Having lived six months in a multi-racial, multi-cultural, multi-national, multi-gender, multi-lingual, multi-age, multi-political, multi-struggle, multi-Christian community, I carry the impact of those conversations and challenges in my everyday life. We lived together at the World Council of Churches' Ecumenical Institute in a Swiss chateau near Geneva. Then we dispersed after sharing meals, worship, Bible studies, studies, discussions, dialogue, informal interactions together as a community.

We acknowledged and respected our different experiences of oppression, hate, abuse, exclusion—sharing the trauma and impact, not quantifying whose experience was worse but validating each other despite our differences. We need to be cautious when statistics are used as a means of excluding, alienating, invalidating suffering to divide people.

Together and in solidarity, we emerged opposing racism, oppression, nationalism and hate.

When I listen to people of different races and cultures in the U.S. multicultural society struggling for power and using histories of colonialism, oppression or racism to quantify whose experience was worse, I'm sad when we do not hear the common impact of those experiences across the differences. When I heard about the Supreme Court's ruling weakening the Voting Rights Act that we won in the Civil Rights movement, I was sad but motivated to work with the NAACP and others restore what has been lost.

The NAACP brings interracial power to overcome struggles that divide us—people working together beyond the tone of their skin.
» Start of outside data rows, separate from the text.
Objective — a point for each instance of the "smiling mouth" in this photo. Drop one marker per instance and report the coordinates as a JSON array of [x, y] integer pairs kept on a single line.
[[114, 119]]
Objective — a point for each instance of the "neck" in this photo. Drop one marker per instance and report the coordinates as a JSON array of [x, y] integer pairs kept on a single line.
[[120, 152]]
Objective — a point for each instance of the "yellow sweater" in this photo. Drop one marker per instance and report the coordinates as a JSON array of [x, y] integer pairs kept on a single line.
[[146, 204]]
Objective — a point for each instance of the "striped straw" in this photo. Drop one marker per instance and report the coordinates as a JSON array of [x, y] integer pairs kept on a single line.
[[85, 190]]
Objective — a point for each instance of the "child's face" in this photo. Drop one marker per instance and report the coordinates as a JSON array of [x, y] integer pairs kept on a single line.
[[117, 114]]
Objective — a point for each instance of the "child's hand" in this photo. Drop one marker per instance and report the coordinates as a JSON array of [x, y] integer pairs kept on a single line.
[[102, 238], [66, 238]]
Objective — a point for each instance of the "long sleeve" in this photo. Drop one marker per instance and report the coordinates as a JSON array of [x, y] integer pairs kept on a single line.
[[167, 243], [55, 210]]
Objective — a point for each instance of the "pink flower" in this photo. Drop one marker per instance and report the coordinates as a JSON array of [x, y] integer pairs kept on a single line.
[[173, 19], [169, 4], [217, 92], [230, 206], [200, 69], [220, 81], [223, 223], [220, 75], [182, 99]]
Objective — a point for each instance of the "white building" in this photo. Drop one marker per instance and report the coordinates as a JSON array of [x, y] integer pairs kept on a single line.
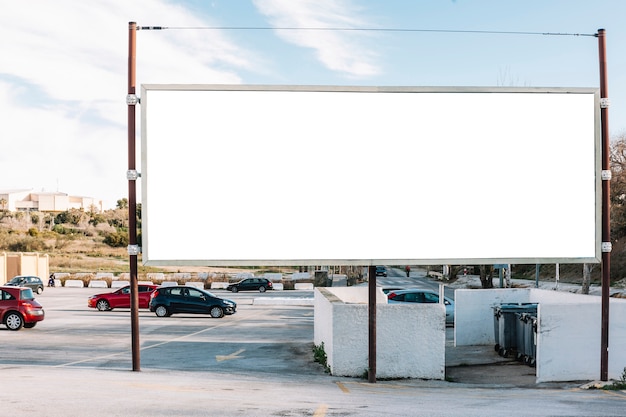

As the NAACP said, "The Supreme Court betrayed Black voters, they betrayed America, and they betrayed our democracy." I might add that it betrays not only all workers but all in the middle class. Whose rights will be next?

We need to be in solidarity with all those who experience hate, oppression and exclusion. Part of dismantling racism is to unite, as we did in the Civil Rights movement, across all our multiple differences. Gutting voting rights for Blacks guts democracy and any chance of economic equality and justice.

When the NAACP says they are fighting an assault on their freedoms, it affects everyone. As German theologian Martin Niemoller said they first came for the Jews, the Roma, the disabled and then political dissidents.

As we remain divided and diverted by political theater, the rich will get richer and the poor poorer. Though we may differ, your pain is my pain. We must not allow ourselves to be put down as "weak" as we embody traits of faith that empower us to unite—empathy, mercy, humility, love, truth telling and truth listening.

I learned living day-to-day in that diverse setting that people can and do understand and empathize, so we can stand in solidarity against evil, oppression and lies. We need step out of our silos to risk trusting each other.

We are all part of the family of God—across all our faiths, spiritualities and value systems. We cannot let our different understandings of and experiences of any form of discrimination divide us.

We must unite to restore voting rights to enfranchise all people. The fight for racial, social and economic justice and the fight for democracy are connected.